Is the Steel Sports Watch Era Over? Here’s What the Data Says

This is an edition of the newsletter Box + Papers, Cam Wolf’s weekly deep dive into the world of watches. Sign up here.

At my heart, I am a man of science. The son of a developmental and cell biology major who carried a periodic table in his wallet (true story). And while intuition and taste help inform what I cover in this newsletter, at the end of the day there’s nothing sturdier to me than data. And, like Al Pacino announcing an Oscars winner, my eyes saw that the recent rash of new releases was filled with fewer steel watches than they have in a while. So I crunched the numbers—and what I found should scare the pants off Big Steel. (Hold another L, Charles Miner.)

I’m not kidding when I said I crunched the numbers. I tossed 72 new releases from Watches & Wonders into an Excel spreadsheet to see what I could divine from this mass of novelties. (Much more below on size, complications, and color.) What really popped out was the glaring lack of watches made in stainless steel. Let’s pass the mic to Steve Kornacki for the numbers breakdown.

Out of the 72 biggest releases from the 19 biggest brands—Rolex, Tudor, Patek, IWC, Tag Heuer, Cartier, etc.—only 20 have stainless steel cases. To put that into perspective, I tallied up just the new releases from Rolex and Tudor last year and found that those two brands alone announced 14 watches in steel (including two-tone, gold-and-steel pieces). That’s incredible! The fall off of steel watches at Rolex, the King of Sports, is what really makes my head spin. Only one new Rolex—the headlining “Bruce Wayne” GMT-Master—was made in steel, the dominant material in watches until very recently.

So does this mean that sport watches are disappearing? On the contrary: Sport watches seem just as popular as ever, but they’re now getting material upgrades. Rolex’s debuts, for instance, are flush with its sport models made out of higher-grade stuff—the chunky Deepsea in gold, two white-gold Daytonas, and a pair of Sky-Dwellers in rose and yellow gold. What this tells me is that the market is leaning even more heavily into the luxury sport realm, which has been buoyed mainly by the Patek Philippe Nautilus and Audemars Piguet Royal Oak over the past couple of years.

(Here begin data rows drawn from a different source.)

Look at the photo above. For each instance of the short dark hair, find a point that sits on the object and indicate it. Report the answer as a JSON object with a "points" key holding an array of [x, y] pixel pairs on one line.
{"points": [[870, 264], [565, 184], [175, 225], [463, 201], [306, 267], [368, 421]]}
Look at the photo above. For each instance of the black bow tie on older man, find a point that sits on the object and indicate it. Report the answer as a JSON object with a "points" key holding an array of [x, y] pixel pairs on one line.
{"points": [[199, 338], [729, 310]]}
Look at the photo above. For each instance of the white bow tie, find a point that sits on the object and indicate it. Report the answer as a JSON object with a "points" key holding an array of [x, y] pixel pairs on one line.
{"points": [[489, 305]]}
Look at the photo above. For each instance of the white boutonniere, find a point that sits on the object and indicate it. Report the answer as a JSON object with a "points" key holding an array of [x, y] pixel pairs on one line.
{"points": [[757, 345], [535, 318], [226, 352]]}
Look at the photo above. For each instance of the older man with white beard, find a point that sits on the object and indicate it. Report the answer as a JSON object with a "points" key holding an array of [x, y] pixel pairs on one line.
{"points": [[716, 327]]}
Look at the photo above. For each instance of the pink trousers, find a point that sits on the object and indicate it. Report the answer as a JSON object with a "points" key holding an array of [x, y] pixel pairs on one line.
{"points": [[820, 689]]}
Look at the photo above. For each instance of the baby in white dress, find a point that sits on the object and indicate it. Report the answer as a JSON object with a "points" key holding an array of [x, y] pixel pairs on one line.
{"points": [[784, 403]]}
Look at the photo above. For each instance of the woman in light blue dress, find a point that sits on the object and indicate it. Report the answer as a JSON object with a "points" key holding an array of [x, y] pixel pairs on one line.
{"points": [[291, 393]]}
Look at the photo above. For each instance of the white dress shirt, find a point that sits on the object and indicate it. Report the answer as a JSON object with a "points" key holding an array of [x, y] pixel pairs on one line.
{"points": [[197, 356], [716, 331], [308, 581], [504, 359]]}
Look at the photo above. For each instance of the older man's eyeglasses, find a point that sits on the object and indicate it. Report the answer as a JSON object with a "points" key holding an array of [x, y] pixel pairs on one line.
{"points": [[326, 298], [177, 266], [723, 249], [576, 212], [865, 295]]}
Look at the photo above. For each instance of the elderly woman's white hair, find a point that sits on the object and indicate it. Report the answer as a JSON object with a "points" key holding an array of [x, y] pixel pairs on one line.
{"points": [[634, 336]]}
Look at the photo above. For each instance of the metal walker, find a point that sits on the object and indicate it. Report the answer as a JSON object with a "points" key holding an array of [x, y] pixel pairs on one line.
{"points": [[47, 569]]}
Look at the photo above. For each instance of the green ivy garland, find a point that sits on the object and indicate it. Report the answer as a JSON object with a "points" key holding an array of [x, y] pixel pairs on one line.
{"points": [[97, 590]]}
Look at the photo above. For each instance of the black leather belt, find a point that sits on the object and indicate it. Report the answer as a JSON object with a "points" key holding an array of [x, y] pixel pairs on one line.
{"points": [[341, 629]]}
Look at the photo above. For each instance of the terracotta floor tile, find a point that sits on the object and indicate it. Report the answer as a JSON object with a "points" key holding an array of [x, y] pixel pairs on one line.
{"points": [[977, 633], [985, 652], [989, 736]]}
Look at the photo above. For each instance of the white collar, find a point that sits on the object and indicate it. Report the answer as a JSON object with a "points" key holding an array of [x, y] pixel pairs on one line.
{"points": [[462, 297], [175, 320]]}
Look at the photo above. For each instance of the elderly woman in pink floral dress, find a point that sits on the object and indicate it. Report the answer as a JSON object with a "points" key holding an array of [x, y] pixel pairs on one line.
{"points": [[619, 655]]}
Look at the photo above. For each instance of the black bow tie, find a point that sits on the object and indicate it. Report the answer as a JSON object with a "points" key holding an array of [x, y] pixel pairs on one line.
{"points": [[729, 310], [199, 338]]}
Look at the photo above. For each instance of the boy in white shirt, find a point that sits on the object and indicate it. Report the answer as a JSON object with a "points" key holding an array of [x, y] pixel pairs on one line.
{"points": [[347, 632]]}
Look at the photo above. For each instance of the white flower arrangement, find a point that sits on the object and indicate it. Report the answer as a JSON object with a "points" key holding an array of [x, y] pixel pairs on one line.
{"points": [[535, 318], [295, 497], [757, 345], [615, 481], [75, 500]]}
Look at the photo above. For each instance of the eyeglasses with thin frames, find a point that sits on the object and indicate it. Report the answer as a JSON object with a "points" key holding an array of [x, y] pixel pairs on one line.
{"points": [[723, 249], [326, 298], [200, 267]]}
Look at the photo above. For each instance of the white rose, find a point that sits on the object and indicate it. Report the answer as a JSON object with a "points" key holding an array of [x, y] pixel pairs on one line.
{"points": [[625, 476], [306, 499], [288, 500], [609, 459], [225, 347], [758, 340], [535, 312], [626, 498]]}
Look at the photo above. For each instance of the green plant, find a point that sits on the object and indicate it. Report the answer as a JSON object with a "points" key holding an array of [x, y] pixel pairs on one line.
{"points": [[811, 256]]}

Another big reason for steel’s drop off is the rise of lightweight titanium. I tallied 12 watches—including high-end models like Vacheron Constantin’s Overseas Tourbillon, as well as more entry-level fare like Zenith’s Defy Extreme Diver—that opted for titanium where you’d typically find steel.

The last nugget I gleaned from steel’s tumble is how responsive these brands have been to recent trends. Over the past year, collectors have continued to wrap opulent vintage models in an ever-tighter bear hug. The trend toward vintage is not just pushing brands to offer smaller case sizes, but also conjuring new examples that are more extreme in their use of gold, diamonds, and precious stones. The white-gold, gem-set Daytonas with mother-of-pearl dials are perfect examples of that.

OK, onto the rest of my data set. (This is my last Watches & Wonders-themed post, I promise, but if I’m still accidentally dropping oui into everyday conversation the statute of limitations isn’t yet up.)

The average watch size is—drumroll please—staying the same

I’m sure you’ll remember, because you’re a loyal Box + Papers reader (thank you), but I recently conducted a big survey that compared the sizes of 230 new releases from 2019 to 2023. I calculated that the average watch size in 2023 was 40.5 mm, only a slight deviation from years past. Well, you are gonna love this: the average size of the 72 new watches I examined is exactly 40.5 mm. What are the chances?

My survey doesn’t include some of the super-small outlier models, like Cartier’s mini Tanks or Hublot’s fun-sized Classic Fusions, which would have warped the data. But across the board, all of the brands I included in my spreadsheet made efforts to debut watches around 36 mm.

Blue is the watchiest color

The dominant color coming out of W&W was blue. Nineteen of the new watches came in blue, 17 in black, 11 in silver, and 10 in green. Blue and black’s rise to the top of these charts is helped in no small part by a couple of brands resetting their core collections. IWC, which uses fancy names for these colors like “obsidian” and “horizon,” and Oris both debuted sets of watches in blue and black.

Premium materials = premium price

I haven’t done this for previous versions of the fair, but it stands to reason that steel’s downfall would mean higher prices. Even the brands known for making entry-level pieces are trying to grappling hook their way into luxury price tiers, like Tudor with its $32,100 green-gold Black Bay 58. The average price in my survey came out to $51,254—and that’s not including the many pieces listed as “price-upon-request,” which would inevitably push this number higher.

It’s a date

A quick word on complications before we go. A date function—which many watchmakers will tell you clients want in a modern watch, even if purists believe it mucks up a dial—is still by far the most popular complication. Twenty-five of the novelties include a date window, 17 have a chronograph, and nine can clock multiple time zones through either a GMT or dual time feature. Another data point that stood out to me was that 11 new watches in my survey were time-only pieces.